The Romance of a Shop

The Romance of a Shop PDF Author: Amy Levy
Publisher:
ISBN:
Category : Jewish literature
Languages : en
Pages : 318

Get Book

Book Description


Silent Voices

Silent Voices PDF Author: Brenda Ayres
Publisher: Bloomsbury Publishing USA
ISBN: 0313039313
Category : Literary Criticism
Languages : en
Pages : 267

Get Book

Book Description
Some of the greatest English novels were written during the Victorian era, and many are still widely read and taught today. But many others written during that period have been neglected by scholars and modern readers alike. A number of these novels were written by women and were popular when published. Moreover, they reveal perspectives of 19th-century British culture not present in canonized works and therefore revise our understanding of Victorian life and attitudes. With the increasing interest in revising Victorian history and gender scholarship, especially through the rediscovery of lost texts written by women, this book is a timely and much needed study. The expert contributors to this volume argue the value of novels by such Victorian women writers as Grace Aguilar, Catherine Crowe, Charlotte Elizabeth Tonna, Annie E. Holdsworth, Ella Hepworth Dixon, Flora Annie Steel, Anne Thackeray, Sarah Grand, Marie Corelli, and others. Most of the chapters address numerous works by a particular writer. Each focuses on different social issues as well, though most of them share an interest in gender politics. Topics discussed include a 19th-century Jewish novelist's navigation through Protestant spirituality, the relationship of noncanonical governess novels to class and gender issues, and forgotten works by women crime writers. Other chapters analyze how women writers impelled social reform and subverted patriarchally defined religious issues.

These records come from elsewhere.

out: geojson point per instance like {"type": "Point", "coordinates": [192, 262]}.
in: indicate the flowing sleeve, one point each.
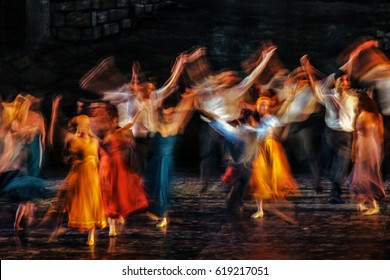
{"type": "Point", "coordinates": [237, 136]}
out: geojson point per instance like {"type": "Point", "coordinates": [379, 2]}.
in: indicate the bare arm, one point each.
{"type": "Point", "coordinates": [263, 60]}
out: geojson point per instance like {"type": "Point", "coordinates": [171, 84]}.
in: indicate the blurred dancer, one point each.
{"type": "Point", "coordinates": [223, 94]}
{"type": "Point", "coordinates": [264, 165]}
{"type": "Point", "coordinates": [22, 132]}
{"type": "Point", "coordinates": [341, 107]}
{"type": "Point", "coordinates": [84, 200]}
{"type": "Point", "coordinates": [170, 121]}
{"type": "Point", "coordinates": [122, 187]}
{"type": "Point", "coordinates": [271, 178]}
{"type": "Point", "coordinates": [365, 180]}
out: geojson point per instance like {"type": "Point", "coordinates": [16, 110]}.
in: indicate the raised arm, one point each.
{"type": "Point", "coordinates": [318, 88]}
{"type": "Point", "coordinates": [160, 94]}
{"type": "Point", "coordinates": [263, 60]}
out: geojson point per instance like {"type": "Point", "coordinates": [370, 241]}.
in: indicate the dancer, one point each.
{"type": "Point", "coordinates": [84, 200]}
{"type": "Point", "coordinates": [122, 187]}
{"type": "Point", "coordinates": [262, 154]}
{"type": "Point", "coordinates": [271, 178]}
{"type": "Point", "coordinates": [340, 103]}
{"type": "Point", "coordinates": [365, 180]}
{"type": "Point", "coordinates": [223, 95]}
{"type": "Point", "coordinates": [21, 153]}
{"type": "Point", "coordinates": [159, 171]}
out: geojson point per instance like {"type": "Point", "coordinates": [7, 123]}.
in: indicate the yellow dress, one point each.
{"type": "Point", "coordinates": [85, 205]}
{"type": "Point", "coordinates": [271, 177]}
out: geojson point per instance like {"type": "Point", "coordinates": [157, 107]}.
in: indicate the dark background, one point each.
{"type": "Point", "coordinates": [230, 30]}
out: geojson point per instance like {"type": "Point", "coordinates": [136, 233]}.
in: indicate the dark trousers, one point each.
{"type": "Point", "coordinates": [235, 196]}
{"type": "Point", "coordinates": [211, 150]}
{"type": "Point", "coordinates": [142, 151]}
{"type": "Point", "coordinates": [337, 152]}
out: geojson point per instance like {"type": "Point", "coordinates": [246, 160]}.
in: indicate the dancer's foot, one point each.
{"type": "Point", "coordinates": [162, 223]}
{"type": "Point", "coordinates": [371, 211]}
{"type": "Point", "coordinates": [319, 189]}
{"type": "Point", "coordinates": [17, 227]}
{"type": "Point", "coordinates": [258, 214]}
{"type": "Point", "coordinates": [112, 233]}
{"type": "Point", "coordinates": [152, 216]}
{"type": "Point", "coordinates": [90, 242]}
{"type": "Point", "coordinates": [361, 207]}
{"type": "Point", "coordinates": [121, 220]}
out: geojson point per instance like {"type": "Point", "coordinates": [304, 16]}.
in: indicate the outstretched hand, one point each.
{"type": "Point", "coordinates": [211, 116]}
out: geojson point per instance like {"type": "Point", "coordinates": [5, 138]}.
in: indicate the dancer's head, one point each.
{"type": "Point", "coordinates": [263, 105]}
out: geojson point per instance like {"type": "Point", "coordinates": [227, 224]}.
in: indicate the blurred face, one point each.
{"type": "Point", "coordinates": [263, 107]}
{"type": "Point", "coordinates": [342, 83]}
{"type": "Point", "coordinates": [167, 115]}
{"type": "Point", "coordinates": [83, 125]}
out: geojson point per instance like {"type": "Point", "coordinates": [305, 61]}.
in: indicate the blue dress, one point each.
{"type": "Point", "coordinates": [159, 172]}
{"type": "Point", "coordinates": [17, 187]}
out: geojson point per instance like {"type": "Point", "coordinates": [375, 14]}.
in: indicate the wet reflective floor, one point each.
{"type": "Point", "coordinates": [303, 227]}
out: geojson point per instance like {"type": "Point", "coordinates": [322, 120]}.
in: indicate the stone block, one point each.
{"type": "Point", "coordinates": [58, 20]}
{"type": "Point", "coordinates": [126, 23]}
{"type": "Point", "coordinates": [83, 5]}
{"type": "Point", "coordinates": [380, 33]}
{"type": "Point", "coordinates": [81, 19]}
{"type": "Point", "coordinates": [22, 62]}
{"type": "Point", "coordinates": [68, 34]}
{"type": "Point", "coordinates": [118, 14]}
{"type": "Point", "coordinates": [110, 29]}
{"type": "Point", "coordinates": [66, 6]}
{"type": "Point", "coordinates": [148, 8]}
{"type": "Point", "coordinates": [139, 9]}
{"type": "Point", "coordinates": [91, 33]}
{"type": "Point", "coordinates": [102, 17]}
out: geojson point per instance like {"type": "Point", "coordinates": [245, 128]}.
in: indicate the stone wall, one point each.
{"type": "Point", "coordinates": [86, 20]}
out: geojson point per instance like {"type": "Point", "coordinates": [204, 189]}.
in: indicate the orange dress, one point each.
{"type": "Point", "coordinates": [122, 187]}
{"type": "Point", "coordinates": [271, 177]}
{"type": "Point", "coordinates": [85, 205]}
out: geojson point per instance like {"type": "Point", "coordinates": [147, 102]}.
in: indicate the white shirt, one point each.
{"type": "Point", "coordinates": [340, 109]}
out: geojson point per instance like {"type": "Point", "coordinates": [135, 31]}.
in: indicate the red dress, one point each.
{"type": "Point", "coordinates": [122, 187]}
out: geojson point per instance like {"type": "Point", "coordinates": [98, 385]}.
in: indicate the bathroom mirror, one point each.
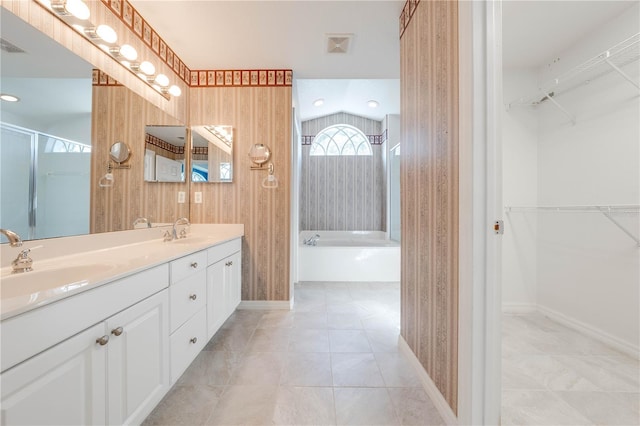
{"type": "Point", "coordinates": [46, 135]}
{"type": "Point", "coordinates": [212, 153]}
{"type": "Point", "coordinates": [164, 154]}
{"type": "Point", "coordinates": [120, 152]}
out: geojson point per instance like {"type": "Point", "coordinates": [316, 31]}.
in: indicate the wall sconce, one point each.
{"type": "Point", "coordinates": [76, 14]}
{"type": "Point", "coordinates": [259, 154]}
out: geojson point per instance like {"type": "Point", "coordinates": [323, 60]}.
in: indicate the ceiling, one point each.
{"type": "Point", "coordinates": [293, 35]}
{"type": "Point", "coordinates": [242, 34]}
{"type": "Point", "coordinates": [536, 31]}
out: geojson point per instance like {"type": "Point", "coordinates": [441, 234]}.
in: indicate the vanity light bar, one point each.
{"type": "Point", "coordinates": [76, 14]}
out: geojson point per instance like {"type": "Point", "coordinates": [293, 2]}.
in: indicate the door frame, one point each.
{"type": "Point", "coordinates": [480, 248]}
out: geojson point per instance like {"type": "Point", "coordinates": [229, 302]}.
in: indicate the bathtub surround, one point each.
{"type": "Point", "coordinates": [343, 256]}
{"type": "Point", "coordinates": [343, 193]}
{"type": "Point", "coordinates": [429, 190]}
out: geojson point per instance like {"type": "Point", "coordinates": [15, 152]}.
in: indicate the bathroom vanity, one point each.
{"type": "Point", "coordinates": [99, 337]}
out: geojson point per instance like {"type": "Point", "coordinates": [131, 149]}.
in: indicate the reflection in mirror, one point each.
{"type": "Point", "coordinates": [164, 155]}
{"type": "Point", "coordinates": [119, 152]}
{"type": "Point", "coordinates": [46, 135]}
{"type": "Point", "coordinates": [212, 153]}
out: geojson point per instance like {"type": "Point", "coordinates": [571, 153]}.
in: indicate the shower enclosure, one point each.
{"type": "Point", "coordinates": [44, 182]}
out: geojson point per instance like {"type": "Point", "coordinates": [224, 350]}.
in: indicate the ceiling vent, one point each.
{"type": "Point", "coordinates": [338, 43]}
{"type": "Point", "coordinates": [9, 47]}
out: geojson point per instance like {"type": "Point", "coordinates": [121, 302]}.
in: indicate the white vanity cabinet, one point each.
{"type": "Point", "coordinates": [188, 297]}
{"type": "Point", "coordinates": [109, 354]}
{"type": "Point", "coordinates": [112, 373]}
{"type": "Point", "coordinates": [224, 283]}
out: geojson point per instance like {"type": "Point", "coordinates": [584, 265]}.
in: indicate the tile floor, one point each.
{"type": "Point", "coordinates": [552, 375]}
{"type": "Point", "coordinates": [333, 360]}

Adolescent Girlhood and Literary Culture at the Fin de Siècle

Adolescent Girlhood and Literary Culture at the Fin de Siècle PDF Author: Beth Rodgers
Publisher: Springer
ISBN: 3319326244
Category : Literary Criticism
Languages : en
Pages : 256

Get Book

Book Description
This book examines the construction of adolescent girlhood across a range of genres in the closing decades of the nineteenth century. It argues that there was a preoccupation with defining, characterising and naming adolescent girlhood at the fin de siècle. These ‘daughters of today’, ‘juvenile spinsters’ and ‘modern girls’, as the press variously termed them, occupying a borderland between childhood and womanhood, were seen to be inextricably connected to late nineteenth-century modernity: they were the products of changes taking place in education and employment and of the challenge to traditional conceptions of femininity presented by the Woman Question. The author argues that the shifting nature of the modern adolescent girl made her a malleable cultural figure, and a meeting point for many of the prevalent debates associated with fin-de-siècle society. By juxtaposing diverse material, from children’s books and girls’ magazines to New Woman novels and psychological studies, the author contextualises adolescent girlhood as a distinct but complex cultural category at the end of the nineteenth century.